The new initiative “Frequency” is described as a a global hub and holistic destination that celebrates both established and emerging Black artists, all while fostering community and appreciating the culture that has made an impact across fashion, tech, business and music.
“Frequency is a celebration of resilience in all forms of creativity. The genesis of this brand came out of a demand from Black employees who felt it was important to be seen and heard,” Dzifa Yador, supervising creative producer of Studio 4, said in a statement. “Those same employees created space for other Black employees to not just express themselves through the editorial voice of the brand, but give recognition to the culture shifters, artists, and creators that fuel our global brand. The brand does not exist to solve racial injustices. It’s here to celebrate resilience in the face of it.”
According to Spotify, Frequency was created to fill a void where Black voices across industries have been historically left out of the narrative, leaving their contributions “under-appreciated and underrepresented.” The idea for this new initiative is to now build upon the platform’s foundation that’s been working to support Black artists more.

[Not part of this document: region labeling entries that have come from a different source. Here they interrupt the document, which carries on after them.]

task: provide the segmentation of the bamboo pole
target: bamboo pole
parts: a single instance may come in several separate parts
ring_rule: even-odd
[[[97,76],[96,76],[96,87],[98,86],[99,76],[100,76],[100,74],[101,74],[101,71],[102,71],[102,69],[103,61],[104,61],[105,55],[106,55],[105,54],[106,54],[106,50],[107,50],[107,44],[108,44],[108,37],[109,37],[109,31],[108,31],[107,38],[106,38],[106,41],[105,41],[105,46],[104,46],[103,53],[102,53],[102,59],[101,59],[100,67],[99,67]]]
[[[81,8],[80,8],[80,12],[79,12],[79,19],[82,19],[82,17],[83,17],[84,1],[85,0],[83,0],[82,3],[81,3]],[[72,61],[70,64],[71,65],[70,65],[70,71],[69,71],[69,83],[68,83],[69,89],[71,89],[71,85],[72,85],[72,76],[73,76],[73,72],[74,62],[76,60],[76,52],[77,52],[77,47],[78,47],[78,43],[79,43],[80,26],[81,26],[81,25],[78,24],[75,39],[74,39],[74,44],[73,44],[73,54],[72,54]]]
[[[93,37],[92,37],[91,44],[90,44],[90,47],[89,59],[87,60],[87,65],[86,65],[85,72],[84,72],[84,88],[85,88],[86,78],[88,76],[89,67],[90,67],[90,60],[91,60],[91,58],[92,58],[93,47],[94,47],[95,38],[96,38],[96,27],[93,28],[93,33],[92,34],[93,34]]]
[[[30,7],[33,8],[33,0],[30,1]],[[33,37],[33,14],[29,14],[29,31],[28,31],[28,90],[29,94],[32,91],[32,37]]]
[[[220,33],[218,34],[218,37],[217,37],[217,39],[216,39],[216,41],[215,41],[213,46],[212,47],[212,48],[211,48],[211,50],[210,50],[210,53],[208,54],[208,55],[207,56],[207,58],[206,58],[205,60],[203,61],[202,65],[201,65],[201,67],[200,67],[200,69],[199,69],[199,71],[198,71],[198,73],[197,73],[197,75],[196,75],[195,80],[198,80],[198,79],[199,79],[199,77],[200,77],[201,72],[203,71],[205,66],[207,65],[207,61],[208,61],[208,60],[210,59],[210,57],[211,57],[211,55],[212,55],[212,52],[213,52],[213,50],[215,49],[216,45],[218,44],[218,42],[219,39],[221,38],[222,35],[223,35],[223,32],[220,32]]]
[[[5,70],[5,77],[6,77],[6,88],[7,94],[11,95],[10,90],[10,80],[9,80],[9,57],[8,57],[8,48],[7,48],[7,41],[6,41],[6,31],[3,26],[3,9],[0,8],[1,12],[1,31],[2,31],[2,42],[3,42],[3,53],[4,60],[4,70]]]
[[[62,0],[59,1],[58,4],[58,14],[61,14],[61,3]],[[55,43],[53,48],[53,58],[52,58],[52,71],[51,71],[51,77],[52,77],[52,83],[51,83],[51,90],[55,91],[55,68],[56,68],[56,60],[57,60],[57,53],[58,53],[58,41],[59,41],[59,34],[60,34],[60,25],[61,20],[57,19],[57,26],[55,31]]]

“Frequency adds to our existing work, such as Black History is Happening Now—a dedicated hub and narrative focused on the importance of celebrating Black history and people—and our commitment to further invest in Black creators through a $10M Racial Equity Donations & Giving Program,” Spotify shared in an announcement. “Now, Frequency marks an extension of Spotify’s ongoing commitment to and investment in Black voices. Through the rollout of new content, cultural partnerships, and an ambassador program, Frequency aims to further connect the Black community to upcoming and established Black creators.”
As part of the initiative’s launch, Spotify announced several new global playlists as well as its “‘Raising the Frequency’ Ambassador Program” — which offers a $50,000 scholarship fund for Black college students who wish to pursue careers in music and tech.
Additionally, the ambassador program will provide donation matches of $25,000 to select community organizations and a songwriting camp to connect artists, producers and songwriters.
In an effort to offer more visibility and inclusion, Spotify is also pledging to use its platform to “engage established and emerging creators across the African diaspora” for its range of podcasts created across all four of its podcast studios, all of which have programming announcements slated for the summer.
As a major player in the streaming market, Spotify has the global reach and influence to make a change that reflects our changing times in terms of uplifting Black creators and taking a huge first step for our creative community. Through Frequency, the hope is to give Black artists the long-overdue recognition they deserve for the phenomenal nuanced work they do.
“Coming from a global streaming platform that relies on the art of these creators to be successful, we have a huge opportunity to showcase how broad that spectrum of Black culture is, and giving artists more autonomy in how their story is told is key to building trust and understanding,” Sydney Lopes –Spotify’s head of hip-hop and R&B, artist & label partnerships — said in a statement. “It’s really just the beginning of Spotify’s commitment to uplift Black voices both internally and externally with this brand, and given the platform’s global reach, there’s a ton of opportunity to show up for the community in ways that we have not before.”